Plus d’une dizaine de think tanks occidentaux de signe différent mettent en garde depuis 2018 contre l’émergence d’un second printemps arabe et, en particulier, contre le danger que cela peut représenter pour la stabilité des régimes du Maghreb et du Moyen-Orient. Avec une attention particulière pour le Maroc.
Le Maroc, en pleine crise pandémique, n’a pas échappé à cette nouvelle vague de protestations populaires spontanées et non coordonnées qui se propagent dans tout le Dar al-Islam (l’ensemble des nations islamiques). Chaque vendredi, après la prière du dohr de midi, les habitants de Tétouan touchés par la fermeture de la frontière avec Ceuta, se rendent sur la place de la Mezquita Mohamed V de Castillejos pour scander des slogans réclamant des emplois, des aides et des changements politiques.
Passage clandestin de la frontière avec Ceuta
Les manifestants sont dispersés par des charges de police, mais ils se regroupent encore et encore et crient dans leurs mégaphones jusqu’au petit matin.
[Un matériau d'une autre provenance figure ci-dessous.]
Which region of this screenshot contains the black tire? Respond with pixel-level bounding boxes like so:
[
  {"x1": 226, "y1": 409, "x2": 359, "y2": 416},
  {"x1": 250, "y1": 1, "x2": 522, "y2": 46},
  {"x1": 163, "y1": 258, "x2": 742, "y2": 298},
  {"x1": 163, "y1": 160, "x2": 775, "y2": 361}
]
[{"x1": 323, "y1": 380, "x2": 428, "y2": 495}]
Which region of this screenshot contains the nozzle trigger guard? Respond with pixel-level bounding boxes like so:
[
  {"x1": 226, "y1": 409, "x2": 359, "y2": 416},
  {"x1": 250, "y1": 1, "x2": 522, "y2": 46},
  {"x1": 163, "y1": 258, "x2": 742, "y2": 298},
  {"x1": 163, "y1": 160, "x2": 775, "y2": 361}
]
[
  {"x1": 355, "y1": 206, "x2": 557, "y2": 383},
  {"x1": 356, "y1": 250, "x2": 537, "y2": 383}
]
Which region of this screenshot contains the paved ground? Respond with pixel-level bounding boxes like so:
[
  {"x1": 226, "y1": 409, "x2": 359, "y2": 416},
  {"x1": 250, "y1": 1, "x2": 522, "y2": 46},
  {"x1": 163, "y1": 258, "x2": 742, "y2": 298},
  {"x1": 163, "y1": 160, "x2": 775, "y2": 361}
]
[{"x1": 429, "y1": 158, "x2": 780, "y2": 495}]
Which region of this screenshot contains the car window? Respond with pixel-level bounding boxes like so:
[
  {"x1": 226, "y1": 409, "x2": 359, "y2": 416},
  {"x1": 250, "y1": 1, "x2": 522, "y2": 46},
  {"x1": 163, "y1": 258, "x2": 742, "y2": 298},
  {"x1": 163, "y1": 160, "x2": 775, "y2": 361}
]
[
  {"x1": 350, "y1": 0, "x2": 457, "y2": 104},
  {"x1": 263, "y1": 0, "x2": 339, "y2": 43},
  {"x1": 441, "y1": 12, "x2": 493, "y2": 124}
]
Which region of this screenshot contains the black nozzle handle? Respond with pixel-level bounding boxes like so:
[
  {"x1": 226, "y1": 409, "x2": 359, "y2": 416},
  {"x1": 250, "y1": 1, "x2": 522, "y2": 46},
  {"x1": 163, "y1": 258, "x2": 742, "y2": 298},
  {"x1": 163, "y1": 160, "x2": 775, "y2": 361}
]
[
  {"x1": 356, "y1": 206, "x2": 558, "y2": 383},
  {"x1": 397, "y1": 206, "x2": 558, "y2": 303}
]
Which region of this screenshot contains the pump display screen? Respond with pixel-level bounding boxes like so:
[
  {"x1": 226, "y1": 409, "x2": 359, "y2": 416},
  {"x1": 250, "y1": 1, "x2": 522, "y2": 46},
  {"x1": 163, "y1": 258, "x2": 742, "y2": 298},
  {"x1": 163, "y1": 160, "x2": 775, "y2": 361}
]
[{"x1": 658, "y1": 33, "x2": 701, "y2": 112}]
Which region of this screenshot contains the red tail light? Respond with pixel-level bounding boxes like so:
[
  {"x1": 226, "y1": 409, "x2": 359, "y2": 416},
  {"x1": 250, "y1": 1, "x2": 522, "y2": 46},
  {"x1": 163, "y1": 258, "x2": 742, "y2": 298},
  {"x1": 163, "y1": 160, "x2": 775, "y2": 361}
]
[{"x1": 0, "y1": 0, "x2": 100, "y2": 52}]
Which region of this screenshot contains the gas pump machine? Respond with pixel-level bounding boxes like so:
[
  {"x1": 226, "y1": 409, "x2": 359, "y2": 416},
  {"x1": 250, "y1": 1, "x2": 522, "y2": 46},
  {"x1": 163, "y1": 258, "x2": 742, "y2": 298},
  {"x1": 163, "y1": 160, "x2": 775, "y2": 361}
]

Puis ils publient sur les médias sociaux les centaines de vidéos qu’ils ont enregistrées avec leurs téléphones portables.
Il s’agit principalement de jeunes hommes et femmes de la région qui vivaient de la contrebande tolérée à travers la frontière de Ceuta (les mules, comme on les appelle dans la région) ou traversaient quotidiennement vers la ville autonome espagnole pour travailler dans des maisons, des petits ateliers et des magasins.
Il y a aussi, dans cette foule concentrée, des travailleurs du secteur touristique moribond qui ont perdu leur emploi à Cabo Negro, et des commerçants des souks déjà mornes de Rincón, Castillejos ou Martil.
Portage suspendu
Sans aucun moyen de subsistance, la décision du Maroc de suspendre le portage en décembre 2019, couplée à une crise touristique sans précédent due au Covid, ont amené la plupart à survivre en se débarrassant de leurs biens et propriétés.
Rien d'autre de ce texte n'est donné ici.